Nor will the Suez Canal be an abandoned waterway after our own cut at Panama is completed. It will, indeed, be not surprising to see the Suez Canal tonnage increase, for trade breeds trade, and the Panama Canal will be a stimulant as well as a competitor. To all of British India and Southern China the distance from Liverpool via Suez is less than via Panama, and to Melbourne, Sidney and other Australian ports the saving in distance via Panama is less than 2000 miles. The Suez Canal, it is to be remembered, is owned by Great Britain and a very slight concession in rates will be all that is needed to keep British merchant vessels to their long accustomed routes. We have had a harder task in digging our Canal than the French had at Suez, but we need cherish no delusive idea that we are going to put the earlier waterway out of business.

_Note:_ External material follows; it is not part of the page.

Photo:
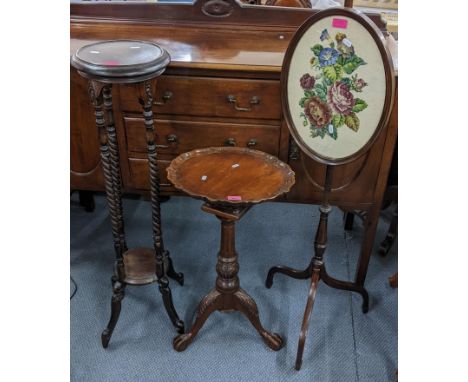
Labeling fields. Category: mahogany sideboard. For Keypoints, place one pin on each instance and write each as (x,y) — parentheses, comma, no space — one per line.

PART OF THE COMPLETED CANAL

The really great material advantage which the United States is to derive from this monumental national undertaking will come from the all-water connection between our own Atlantic and Pacific coasts. A ship going from New York to San Francisco via the Straits of Magellan traverses 14,000 miles of sea—some of it the very most turbulent of all King Neptune’s tossing domain. By Panama the same ship will have but 5000 miles to cover. The amazing thing is that ships are going around the Horn, or at least through the Straits, but the high rates on transcontinental railroads make even that protracted voyage profitable. What the Canal will do to transcontinental rates is a matter that is giving some railroad managers deep concern. It was in fact a consideration which led to prolonged and obstinate opposition to the building of any canal at all. Water carriage between the two coasts has long been a bogey to the railroad managers. When coastwise steamships on the Atlantic and Pacific with the Panama Railroad for a connecting link offered some competition, the five transcontinental railways pooled together and, securing control of the Pacific Mail Steamship line operating between San Francisco and Panama, used it to cripple all competition. For a time there was danger that the methods then employed might be adopted to destroy the usefulness of the Panama Canal, and it was to guard against this that Congress adopted the law denying the use of the Canal to vessels owned by railroad companies.

HIS MORNING TUB

At the time of its passage this law created much discussion. The reason for it was widely misunderstood. Its first effect was the canceling of several orders for ships placed by railroad companies with shipbuilders in anticipation of the Canal’s opening, and the public naturally cried out against a measure which seemed to interpose an obstacle to the reappearance of the American flag on the high seas. But the law was bred of bitter experience. In bygone days it was discovered that both time and money could be saved on shipments from California to New York or other Atlantic seaports by sending them to Panama by water, across the Isthmus by rail, and then by water from Colon to their destination. This route grew in favor until the transcontinental railroads intervened to check its further development. Getting control of the Pacific Mail line of steamers from San Francisco to Panama, they first put their rates so low as to drive all competing ships from the route. Of course they lost money, but the loss was apportioned among the companies forming the pool, and when the competing concerns had been ruined or driven out of business, the rates were put up again and the losses that had been incurred were speedily recouped. Once the complete monopoly on the Pacific had been secured, every effort was made to discourage shipments by that route. The ships passed Los Angeles, the greatest fruit port in the country, without a call, but touched at innumerable little mud villages in Central America so as to make the time of through shipments intolerable. They often sailed with half a cargo—refusing to take freight that lay at their docks on the plea that all their cargo space was disposed of. It was—to the railroads who afterward gathered up the rejected freight and shipped it east over their own lines at prices to suit themselves.